I've been thinking a bit about my scanning workflow. It was prompted by this excellent episode of the Technical Difficulties podcast. On that show, Gabe discussed how he's careful about now not scanning anything to a cloud service that has confidential information such as account numbers, social security numbers, etc. There was later discussion on as to whether the process of redacting this information from scans could be automated.

It can - thanks to my good friends at Smile. For several versions now, PDFpen has had the ability to search a file for a string of text and redact that text. However, this functionality was not accessible via AppleScript. I begged with them to make it so. They came through in PDFpen version 6.

Here's A script created by Greg Scown, the co-founder of Smile and modified (slightly) by me. I use this in combination with Hazel to search a PDF document for string of texts. Before I give you the script, a couple of warnings:

  1. The searching only works if the document has been OCR'ed. Otherwise there's no information for it to read. If documents aren't OCR'ed by your scanner, you may want to OCR the documents with PDFpen before performing the search

  2. Be aware that confidential information comes in different variations. For example, soemtimes my social security number will be on a document as "123456789" and other times it will be "123-45-6789" or sometimes it will be "123 45 6789" so look for this and redact accordingly.

  3. Unfortunately, PDFpen doesn't support a string of searches to allow you to redact multiple items with a single script. To get around this, I'll modify and repeat this AppleScript within the same Hazel Rule as necessary to make sure I cover all variations of the data to be redacted.

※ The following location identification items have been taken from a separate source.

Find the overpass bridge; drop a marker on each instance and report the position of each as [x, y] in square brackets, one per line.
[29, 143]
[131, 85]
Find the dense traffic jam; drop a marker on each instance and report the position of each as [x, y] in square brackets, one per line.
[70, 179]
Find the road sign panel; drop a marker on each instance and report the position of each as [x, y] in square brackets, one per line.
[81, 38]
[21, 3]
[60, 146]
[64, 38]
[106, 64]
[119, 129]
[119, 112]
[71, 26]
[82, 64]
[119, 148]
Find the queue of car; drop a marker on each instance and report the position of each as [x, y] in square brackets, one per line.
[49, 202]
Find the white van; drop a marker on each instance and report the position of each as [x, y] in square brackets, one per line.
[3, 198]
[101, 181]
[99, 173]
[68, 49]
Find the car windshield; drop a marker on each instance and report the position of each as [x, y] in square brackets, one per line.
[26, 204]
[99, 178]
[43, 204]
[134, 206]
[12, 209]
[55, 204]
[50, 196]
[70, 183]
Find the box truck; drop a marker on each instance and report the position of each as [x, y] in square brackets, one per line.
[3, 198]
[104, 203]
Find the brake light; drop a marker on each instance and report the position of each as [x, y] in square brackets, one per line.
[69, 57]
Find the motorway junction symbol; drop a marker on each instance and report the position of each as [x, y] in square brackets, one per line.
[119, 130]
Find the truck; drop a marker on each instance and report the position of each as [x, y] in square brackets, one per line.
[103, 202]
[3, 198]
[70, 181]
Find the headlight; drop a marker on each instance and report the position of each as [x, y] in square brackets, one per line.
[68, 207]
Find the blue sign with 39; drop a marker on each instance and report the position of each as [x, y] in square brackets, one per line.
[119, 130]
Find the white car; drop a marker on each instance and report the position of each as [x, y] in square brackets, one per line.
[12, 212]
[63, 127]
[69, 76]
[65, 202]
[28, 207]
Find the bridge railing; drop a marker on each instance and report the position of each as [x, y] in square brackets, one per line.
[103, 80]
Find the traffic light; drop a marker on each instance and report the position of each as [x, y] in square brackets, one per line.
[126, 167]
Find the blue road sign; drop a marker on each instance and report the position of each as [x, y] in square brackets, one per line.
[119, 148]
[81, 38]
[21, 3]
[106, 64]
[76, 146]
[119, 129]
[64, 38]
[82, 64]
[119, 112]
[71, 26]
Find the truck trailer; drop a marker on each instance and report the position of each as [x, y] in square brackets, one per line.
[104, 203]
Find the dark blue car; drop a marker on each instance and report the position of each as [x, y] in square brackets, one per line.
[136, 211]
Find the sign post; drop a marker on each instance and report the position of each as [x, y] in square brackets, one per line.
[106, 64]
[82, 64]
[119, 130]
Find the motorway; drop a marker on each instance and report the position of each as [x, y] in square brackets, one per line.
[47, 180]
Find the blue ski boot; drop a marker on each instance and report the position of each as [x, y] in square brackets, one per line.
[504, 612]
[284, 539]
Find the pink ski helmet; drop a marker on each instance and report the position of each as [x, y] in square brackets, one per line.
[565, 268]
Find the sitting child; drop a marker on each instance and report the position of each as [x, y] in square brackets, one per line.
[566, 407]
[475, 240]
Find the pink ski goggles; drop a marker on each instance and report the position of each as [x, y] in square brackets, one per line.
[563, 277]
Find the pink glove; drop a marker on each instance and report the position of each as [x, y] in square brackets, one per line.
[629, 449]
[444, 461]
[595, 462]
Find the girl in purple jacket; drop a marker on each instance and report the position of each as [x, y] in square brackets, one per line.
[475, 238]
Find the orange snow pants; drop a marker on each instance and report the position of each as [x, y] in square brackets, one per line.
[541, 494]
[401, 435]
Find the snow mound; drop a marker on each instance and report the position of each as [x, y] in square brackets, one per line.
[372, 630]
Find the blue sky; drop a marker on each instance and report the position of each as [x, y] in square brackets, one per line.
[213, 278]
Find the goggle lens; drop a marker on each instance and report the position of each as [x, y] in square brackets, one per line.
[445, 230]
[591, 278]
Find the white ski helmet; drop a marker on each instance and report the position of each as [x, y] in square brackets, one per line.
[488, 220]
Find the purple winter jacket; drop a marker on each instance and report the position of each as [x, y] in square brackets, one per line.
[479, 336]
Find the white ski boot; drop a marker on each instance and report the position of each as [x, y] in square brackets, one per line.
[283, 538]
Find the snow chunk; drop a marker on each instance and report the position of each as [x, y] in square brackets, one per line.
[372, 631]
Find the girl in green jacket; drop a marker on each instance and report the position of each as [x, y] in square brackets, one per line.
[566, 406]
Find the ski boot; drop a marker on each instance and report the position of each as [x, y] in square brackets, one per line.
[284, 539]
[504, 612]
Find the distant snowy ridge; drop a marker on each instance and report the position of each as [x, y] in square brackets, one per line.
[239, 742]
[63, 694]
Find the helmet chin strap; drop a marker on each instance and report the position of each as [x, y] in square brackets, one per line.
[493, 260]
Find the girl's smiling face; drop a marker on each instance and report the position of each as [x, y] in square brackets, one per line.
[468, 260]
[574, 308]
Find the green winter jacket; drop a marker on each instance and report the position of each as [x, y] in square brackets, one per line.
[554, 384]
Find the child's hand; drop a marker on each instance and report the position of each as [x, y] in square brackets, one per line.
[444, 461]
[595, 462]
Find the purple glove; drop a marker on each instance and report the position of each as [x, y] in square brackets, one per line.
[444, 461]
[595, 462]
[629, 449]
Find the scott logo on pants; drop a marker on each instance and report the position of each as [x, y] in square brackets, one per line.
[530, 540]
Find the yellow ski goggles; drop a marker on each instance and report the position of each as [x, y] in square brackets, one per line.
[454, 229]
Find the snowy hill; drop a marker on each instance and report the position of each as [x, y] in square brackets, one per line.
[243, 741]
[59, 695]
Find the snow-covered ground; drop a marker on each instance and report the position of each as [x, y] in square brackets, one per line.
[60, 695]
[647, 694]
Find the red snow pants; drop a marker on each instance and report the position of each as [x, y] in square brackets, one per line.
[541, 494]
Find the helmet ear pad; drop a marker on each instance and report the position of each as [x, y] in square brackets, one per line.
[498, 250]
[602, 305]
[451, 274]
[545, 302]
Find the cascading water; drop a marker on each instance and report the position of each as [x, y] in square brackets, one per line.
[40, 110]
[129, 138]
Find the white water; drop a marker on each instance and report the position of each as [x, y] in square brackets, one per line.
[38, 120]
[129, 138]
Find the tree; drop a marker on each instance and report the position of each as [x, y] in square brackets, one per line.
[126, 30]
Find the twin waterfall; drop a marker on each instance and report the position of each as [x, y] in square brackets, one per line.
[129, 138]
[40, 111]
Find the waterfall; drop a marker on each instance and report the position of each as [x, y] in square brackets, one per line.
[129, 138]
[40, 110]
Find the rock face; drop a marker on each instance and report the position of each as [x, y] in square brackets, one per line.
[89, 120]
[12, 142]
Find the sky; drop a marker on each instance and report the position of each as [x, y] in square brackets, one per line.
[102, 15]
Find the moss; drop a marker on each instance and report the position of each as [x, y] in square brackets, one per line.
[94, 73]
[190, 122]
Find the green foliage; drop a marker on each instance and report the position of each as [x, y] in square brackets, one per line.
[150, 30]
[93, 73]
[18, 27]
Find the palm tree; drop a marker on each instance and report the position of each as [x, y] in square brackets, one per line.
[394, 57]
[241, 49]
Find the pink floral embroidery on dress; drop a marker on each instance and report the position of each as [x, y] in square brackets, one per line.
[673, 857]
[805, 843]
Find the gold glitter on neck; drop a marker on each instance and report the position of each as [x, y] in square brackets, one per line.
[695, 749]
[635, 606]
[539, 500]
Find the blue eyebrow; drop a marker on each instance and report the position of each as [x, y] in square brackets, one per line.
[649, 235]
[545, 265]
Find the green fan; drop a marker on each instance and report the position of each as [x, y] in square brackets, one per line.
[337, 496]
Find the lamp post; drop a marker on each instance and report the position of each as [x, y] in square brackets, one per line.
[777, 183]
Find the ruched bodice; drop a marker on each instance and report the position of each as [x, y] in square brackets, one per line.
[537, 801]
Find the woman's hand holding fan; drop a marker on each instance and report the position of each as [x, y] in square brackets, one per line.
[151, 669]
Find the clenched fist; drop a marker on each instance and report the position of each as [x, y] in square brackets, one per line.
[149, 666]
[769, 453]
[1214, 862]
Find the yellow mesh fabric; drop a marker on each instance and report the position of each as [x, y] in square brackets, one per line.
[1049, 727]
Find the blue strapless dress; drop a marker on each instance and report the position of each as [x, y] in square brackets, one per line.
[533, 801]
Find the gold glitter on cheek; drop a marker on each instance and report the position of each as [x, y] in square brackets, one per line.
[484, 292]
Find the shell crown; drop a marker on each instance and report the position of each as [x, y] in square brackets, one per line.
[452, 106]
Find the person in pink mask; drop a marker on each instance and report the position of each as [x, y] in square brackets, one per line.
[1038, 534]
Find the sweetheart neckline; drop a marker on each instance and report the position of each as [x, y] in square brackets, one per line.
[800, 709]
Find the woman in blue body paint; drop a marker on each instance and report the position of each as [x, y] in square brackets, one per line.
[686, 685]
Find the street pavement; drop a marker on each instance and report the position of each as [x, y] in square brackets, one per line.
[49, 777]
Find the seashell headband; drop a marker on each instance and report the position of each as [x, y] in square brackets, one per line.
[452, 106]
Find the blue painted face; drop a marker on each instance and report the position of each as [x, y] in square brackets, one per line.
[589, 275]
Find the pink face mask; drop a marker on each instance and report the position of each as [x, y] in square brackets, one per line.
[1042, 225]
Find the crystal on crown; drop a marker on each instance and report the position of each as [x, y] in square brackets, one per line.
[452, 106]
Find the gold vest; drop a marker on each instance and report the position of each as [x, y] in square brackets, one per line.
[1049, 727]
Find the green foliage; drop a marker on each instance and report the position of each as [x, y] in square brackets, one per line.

  4. Once redacted, the information is gone. So if you would ever need the document with the confidential information in tact, you should save a copy elsewhere before performing redaction.

  5. Most importantly - automated redaction isn't perfect. So make sure you review your documents before you send off any sensitive information.

Here's the AppleScript I use in Hazel:

tell application "PDFpenPro 6"
open theFile as alias
tell document 1
search string "ENTER TEXT HERE"
repeat while performing search
delay 0.1
end repeat
redact with block
repeat while performing redaction
delay 0.1
end repeat
delay 1
close with saving
end tell
tell application "PDFpenPro 6"
quit
end tell
end tell